The author also discusses other issues such as vulnerabilities of the shadow banking system, increasing financialisation of the economy and its implications for the real economy, failure of corporate governance and consequent excessive risk-taking by the managers/executives at the cost of shareholders. Moosa also discusses the issue of regulation of remuneration in the financial sector and issues related to the regulation of CRAs and why CRAs are still in business. The failure of the neo-classical financial economics in foreseeing the GFC and the shortcoming of the rational expectation hypothesis, Efficient Market Hypothesis (EMH), Washington Consensus policy prescriptions and theories of trickle-down effect have also been discussed in detail in the book. Moosa asserts that EMH provided the intellectual underpinning for embracing financial deregulation, which in turn led to the GFC. However, EMH was also a casualty of the GFC as the crisis exposed its implausibility and put it under scrutiny. The book has also devoted a full chapter to regulatory implications of quantitative easing and the ultra-low interest rates.

The author enumerates various frauds that big banks indulge in, such as money laundering, frauds against local governments, shaving money off pension transactions, frauds while initiating mortgage loans and while foreclosing them. According to the author, big banks also indulge in pledging the same mortgage multiple times to different buyers, cheating homeowners by gaming laws, indulging in insider trading, pushing investments that they know are terrible, participating in various Ponzi schemes, cooking the books, and bribing and bullying rating agencies to inflate ratings of risky investments.

To restrain the fraudulent behaviour of financial oligarchs, Moosa suggests some radical measures: GSIBs should not be told that they are systemically important, rather they should be reduced in size and allowed to fail; fraudulent accounting rules must be prohibited so that financial institutions recognise their losses rather than announcing profits on whose basis the management can claim bonuses; the culture of bonuses and golden parachutes needs to be abolished; perpetrators of frauds must be prosecuted; financial innovations must be curbed and financial engineers should be sent to factories and labs.

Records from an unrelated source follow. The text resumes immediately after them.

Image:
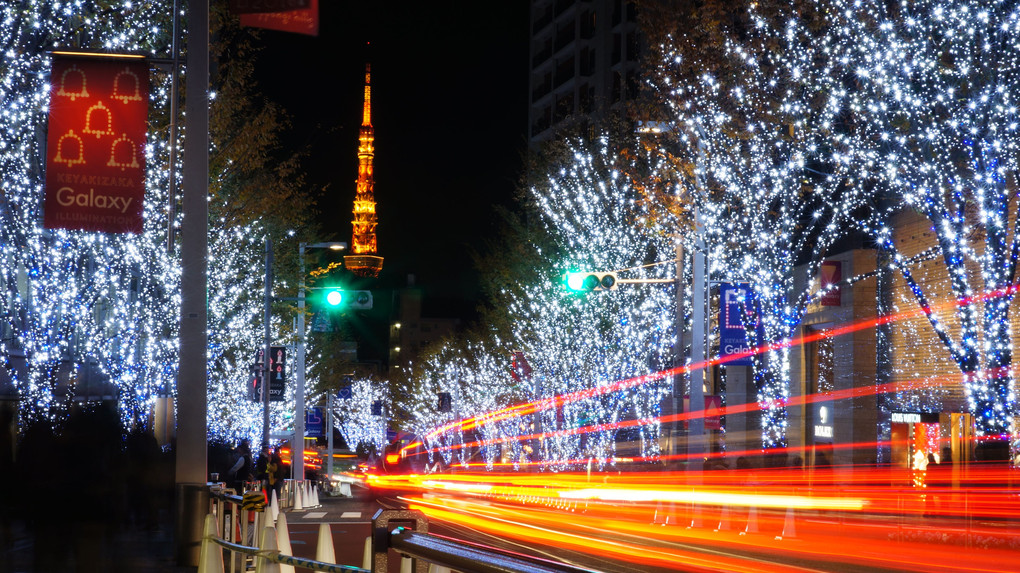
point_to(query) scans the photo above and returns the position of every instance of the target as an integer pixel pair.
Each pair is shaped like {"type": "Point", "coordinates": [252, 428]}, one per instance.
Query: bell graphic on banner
{"type": "Point", "coordinates": [82, 93]}
{"type": "Point", "coordinates": [92, 120]}
{"type": "Point", "coordinates": [129, 93]}
{"type": "Point", "coordinates": [120, 145]}
{"type": "Point", "coordinates": [69, 161]}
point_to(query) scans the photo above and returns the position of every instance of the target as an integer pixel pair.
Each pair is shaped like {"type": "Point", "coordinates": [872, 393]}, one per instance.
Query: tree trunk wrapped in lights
{"type": "Point", "coordinates": [755, 154]}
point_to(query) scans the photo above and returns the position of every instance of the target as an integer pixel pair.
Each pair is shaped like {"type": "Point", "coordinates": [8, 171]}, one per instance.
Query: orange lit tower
{"type": "Point", "coordinates": [363, 261]}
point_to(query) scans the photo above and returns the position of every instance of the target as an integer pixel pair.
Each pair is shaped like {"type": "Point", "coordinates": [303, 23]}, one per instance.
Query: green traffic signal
{"type": "Point", "coordinates": [335, 298]}
{"type": "Point", "coordinates": [585, 281]}
{"type": "Point", "coordinates": [357, 300]}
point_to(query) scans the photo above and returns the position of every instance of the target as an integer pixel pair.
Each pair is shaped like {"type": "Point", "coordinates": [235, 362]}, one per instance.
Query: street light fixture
{"type": "Point", "coordinates": [298, 444]}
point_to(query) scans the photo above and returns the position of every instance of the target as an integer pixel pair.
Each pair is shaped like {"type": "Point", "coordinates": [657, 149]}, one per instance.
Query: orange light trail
{"type": "Point", "coordinates": [557, 401]}
{"type": "Point", "coordinates": [752, 516]}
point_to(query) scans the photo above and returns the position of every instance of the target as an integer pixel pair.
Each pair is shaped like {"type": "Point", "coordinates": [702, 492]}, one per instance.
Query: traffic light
{"type": "Point", "coordinates": [584, 281]}
{"type": "Point", "coordinates": [356, 300]}
{"type": "Point", "coordinates": [446, 402]}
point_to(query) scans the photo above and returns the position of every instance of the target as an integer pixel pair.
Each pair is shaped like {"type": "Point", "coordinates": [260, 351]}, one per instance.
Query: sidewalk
{"type": "Point", "coordinates": [89, 547]}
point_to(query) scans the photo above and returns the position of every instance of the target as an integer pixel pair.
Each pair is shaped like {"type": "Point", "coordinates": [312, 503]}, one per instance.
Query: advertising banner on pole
{"type": "Point", "coordinates": [732, 334]}
{"type": "Point", "coordinates": [301, 20]}
{"type": "Point", "coordinates": [830, 273]}
{"type": "Point", "coordinates": [95, 145]}
{"type": "Point", "coordinates": [314, 422]}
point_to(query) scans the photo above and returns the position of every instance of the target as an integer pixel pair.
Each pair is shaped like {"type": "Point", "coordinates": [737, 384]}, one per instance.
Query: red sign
{"type": "Point", "coordinates": [300, 21]}
{"type": "Point", "coordinates": [830, 275]}
{"type": "Point", "coordinates": [95, 146]}
{"type": "Point", "coordinates": [263, 6]}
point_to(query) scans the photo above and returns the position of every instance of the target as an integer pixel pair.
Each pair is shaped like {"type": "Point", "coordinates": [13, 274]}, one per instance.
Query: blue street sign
{"type": "Point", "coordinates": [732, 334]}
{"type": "Point", "coordinates": [314, 422]}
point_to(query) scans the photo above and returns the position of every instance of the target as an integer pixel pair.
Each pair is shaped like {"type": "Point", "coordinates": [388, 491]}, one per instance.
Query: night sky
{"type": "Point", "coordinates": [449, 107]}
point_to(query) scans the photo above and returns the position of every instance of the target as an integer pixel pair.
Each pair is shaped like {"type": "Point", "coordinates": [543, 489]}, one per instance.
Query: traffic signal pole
{"type": "Point", "coordinates": [266, 343]}
{"type": "Point", "coordinates": [191, 453]}
{"type": "Point", "coordinates": [298, 443]}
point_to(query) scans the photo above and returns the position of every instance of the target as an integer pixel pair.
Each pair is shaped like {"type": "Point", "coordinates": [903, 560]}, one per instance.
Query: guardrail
{"type": "Point", "coordinates": [230, 530]}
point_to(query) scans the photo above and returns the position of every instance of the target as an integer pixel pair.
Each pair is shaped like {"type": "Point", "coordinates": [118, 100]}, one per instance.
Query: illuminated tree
{"type": "Point", "coordinates": [926, 96]}
{"type": "Point", "coordinates": [752, 148]}
{"type": "Point", "coordinates": [79, 303]}
{"type": "Point", "coordinates": [363, 416]}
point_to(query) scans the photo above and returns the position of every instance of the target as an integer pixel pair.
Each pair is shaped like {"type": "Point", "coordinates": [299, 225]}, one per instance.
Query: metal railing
{"type": "Point", "coordinates": [230, 530]}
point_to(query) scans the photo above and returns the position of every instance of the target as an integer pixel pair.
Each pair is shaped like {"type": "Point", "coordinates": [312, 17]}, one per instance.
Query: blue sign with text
{"type": "Point", "coordinates": [314, 422]}
{"type": "Point", "coordinates": [732, 334]}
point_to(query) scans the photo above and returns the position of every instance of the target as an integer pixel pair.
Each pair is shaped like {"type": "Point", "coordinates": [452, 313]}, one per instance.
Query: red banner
{"type": "Point", "coordinates": [95, 146]}
{"type": "Point", "coordinates": [264, 6]}
{"type": "Point", "coordinates": [299, 21]}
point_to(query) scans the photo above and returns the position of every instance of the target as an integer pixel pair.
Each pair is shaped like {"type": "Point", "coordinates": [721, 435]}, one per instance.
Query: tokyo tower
{"type": "Point", "coordinates": [364, 261]}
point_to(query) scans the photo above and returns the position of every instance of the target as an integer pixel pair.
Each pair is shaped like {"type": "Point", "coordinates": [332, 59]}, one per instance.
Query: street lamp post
{"type": "Point", "coordinates": [298, 444]}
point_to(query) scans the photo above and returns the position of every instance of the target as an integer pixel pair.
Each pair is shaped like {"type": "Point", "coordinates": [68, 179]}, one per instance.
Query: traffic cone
{"type": "Point", "coordinates": [284, 541]}
{"type": "Point", "coordinates": [323, 549]}
{"type": "Point", "coordinates": [268, 543]}
{"type": "Point", "coordinates": [788, 526]}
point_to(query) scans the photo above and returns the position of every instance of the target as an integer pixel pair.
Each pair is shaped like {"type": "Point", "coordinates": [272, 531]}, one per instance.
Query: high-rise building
{"type": "Point", "coordinates": [364, 261]}
{"type": "Point", "coordinates": [584, 60]}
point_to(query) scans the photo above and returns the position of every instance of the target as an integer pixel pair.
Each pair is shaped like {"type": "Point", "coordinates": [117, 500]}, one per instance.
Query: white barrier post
{"type": "Point", "coordinates": [274, 507]}
{"type": "Point", "coordinates": [268, 542]}
{"type": "Point", "coordinates": [788, 526]}
{"type": "Point", "coordinates": [723, 519]}
{"type": "Point", "coordinates": [210, 558]}
{"type": "Point", "coordinates": [752, 526]}
{"type": "Point", "coordinates": [323, 549]}
{"type": "Point", "coordinates": [366, 559]}
{"type": "Point", "coordinates": [284, 541]}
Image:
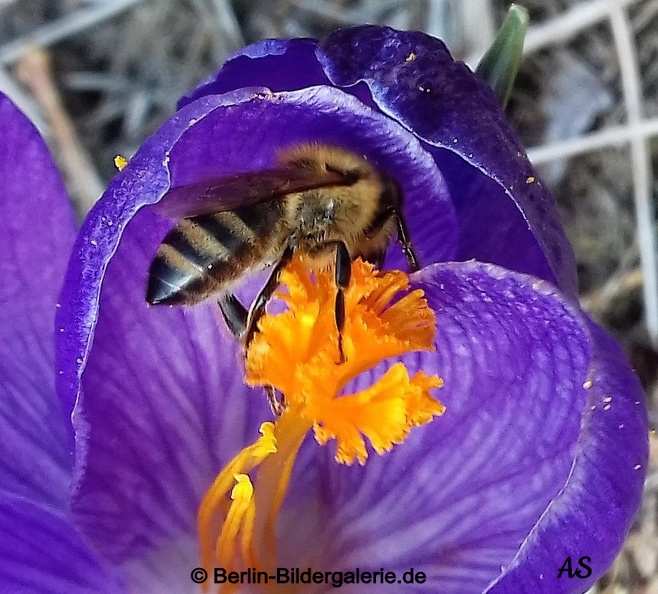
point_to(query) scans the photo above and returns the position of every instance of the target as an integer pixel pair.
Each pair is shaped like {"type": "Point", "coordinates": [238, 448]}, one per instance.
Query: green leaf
{"type": "Point", "coordinates": [500, 63]}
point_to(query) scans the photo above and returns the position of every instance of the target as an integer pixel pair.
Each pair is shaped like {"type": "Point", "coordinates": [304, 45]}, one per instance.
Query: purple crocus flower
{"type": "Point", "coordinates": [541, 453]}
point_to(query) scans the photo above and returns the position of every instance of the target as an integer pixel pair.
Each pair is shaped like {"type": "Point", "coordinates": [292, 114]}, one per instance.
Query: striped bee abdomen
{"type": "Point", "coordinates": [201, 255]}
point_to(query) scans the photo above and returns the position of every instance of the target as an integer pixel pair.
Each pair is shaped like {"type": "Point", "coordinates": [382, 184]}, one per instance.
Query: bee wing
{"type": "Point", "coordinates": [231, 192]}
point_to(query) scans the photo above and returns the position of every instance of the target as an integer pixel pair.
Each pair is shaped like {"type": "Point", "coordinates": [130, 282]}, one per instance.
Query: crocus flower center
{"type": "Point", "coordinates": [297, 353]}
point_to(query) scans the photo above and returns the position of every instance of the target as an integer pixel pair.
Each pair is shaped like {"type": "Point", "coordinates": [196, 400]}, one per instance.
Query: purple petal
{"type": "Point", "coordinates": [278, 64]}
{"type": "Point", "coordinates": [506, 215]}
{"type": "Point", "coordinates": [36, 233]}
{"type": "Point", "coordinates": [170, 379]}
{"type": "Point", "coordinates": [42, 553]}
{"type": "Point", "coordinates": [518, 474]}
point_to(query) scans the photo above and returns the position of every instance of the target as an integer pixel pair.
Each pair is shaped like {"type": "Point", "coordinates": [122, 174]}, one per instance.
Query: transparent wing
{"type": "Point", "coordinates": [231, 192]}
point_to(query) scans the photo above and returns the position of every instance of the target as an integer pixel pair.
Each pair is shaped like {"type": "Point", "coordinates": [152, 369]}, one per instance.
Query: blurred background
{"type": "Point", "coordinates": [98, 76]}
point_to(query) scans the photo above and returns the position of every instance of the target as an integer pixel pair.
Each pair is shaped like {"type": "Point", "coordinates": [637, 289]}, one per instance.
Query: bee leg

He even suggests that regulators who dislike regulation and defend deregulation should be fired.

The book has explained the issues in the operating environment of the banking industry, largely from the perspective of financial stability. Though the book has been written in the context of advanced economies, many issues such as deregulation of the financial sector, implementation of the Basel III regime, regulation of CRAs, regulation of remuneration in the financial sector, questions related to deregulation driven by faith in EMH, issues related to domestic systemically important banks (DSIBs), corporate governance in financial institutions and trickle-down effects, are very much pertinent for emerging market economies such as India. Though many books have been written about the GFC, this book gives a fresh perspective of the GFC and sees it from the angle of regulatory failure, corruption and fraud committed in the financial sector. The book is a good reading for anyone who is interested in understanding the genesis of the GFC and regulatory developments of which certain aspects still remain debatable, despite the efforts to develop global regulatory standards based on a consensus.

Radheshyam Verma*


* Assistant Adviser, Department of Economic and Policy Research, Reserve Bank of India Email.